With the initial deadline for compliance with the new U.S. tax legislation, known as the Foreign Account Tax Compliance Act (FATCA), looming next week, the Investment Industry Association of Canada (IIAC) says that it’s focused on minimizing the impact of the new rules on Canadian firms and investors.
In his latest letter to the industry, IIAC president and CEO, Ian Russell, details the trade association’s efforts, first to fight FATCA — which was initially proposed in 2009 and passed into law in early 2010 — and then to ameliorate the effects on the Canadian industry and its clients.
The initial deadline for complying with FATCA when opening new accounts and to start due diligence on existing accounts is July 1; with additional milestones set to take place over the next three years.
“Non-compliance with FATCA was never a realistic option for Canadian financial institutions and their clients who have built a significant presence in U.S. capital markets. This offshore business is increasingly important to the overall growth of these institutions, and to underlying profitability and shareholder returns,” Russell notes in his letter. “Acknowledging the need for FATCA compliance to maintain Canada’s competitiveness, the IIAC began seeking relief from both the U.S. and Canadian governments from the most onerous requirements of FATCA to minimize the cost and impact of compliance on as many of our members and their clients as possible.”

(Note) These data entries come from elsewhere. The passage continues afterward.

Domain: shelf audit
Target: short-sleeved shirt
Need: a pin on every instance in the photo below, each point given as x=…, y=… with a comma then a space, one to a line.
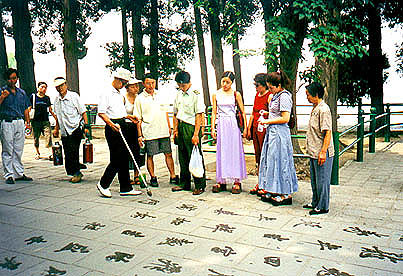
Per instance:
x=152, y=111
x=14, y=105
x=319, y=121
x=188, y=104
x=112, y=103
x=69, y=112
x=281, y=102
x=41, y=107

The result, is an inter-governmental agreement (IGA) for FATCA compliance that was agreed between Canada and the U.S. earlier this year, and the adoption of federal legislation to implement the deal that was passed earlier this month. Absent this sort of agreement with the U.S. authorities, the IIAC warns that, “the reporting obligations could have become even more onerous over time.”
Instead, the IIAC says that, “The agreement that has been struck between Canada and the U.S. ensures the exclusion from the scope of FATCA registered investment accounts that are at an extremely low risk for use as tax evasion vehicles: RRSPs, RRIFs, RESPs, TFSAs and RDSPs. This means that millions of account holders saving for retirement, education, or other important life events would be outside the scope of FATCA’s reach. Perhaps just as importantly, Canada’s unique definition of “financial institution” in the implementing legislation means that thousands of Canadian accountholders that are small family trusts will be relieved of expensive and time consuming registrations and filings.”
It stresses that the IGA approach “… balance[s] the need for information sharing with the right to consumer privacy, by allowing financial institutions to provide information to local tax authorities who will set and maintain standards for security of transmission and ensure that any other countries with which they share information also have high standards. We expect any sensitive taxpayer information exchanged should be on a secure basis, and subject to appropriate oversight by tax authorities.”
Looking ahead, the IIAC says that it will continue working with dealers, Canadian and international tax authorities, and other financial industry groups “to ensure the Canadian approach to tax information-sharing is developed in the most pragmatic and sensible way possible.”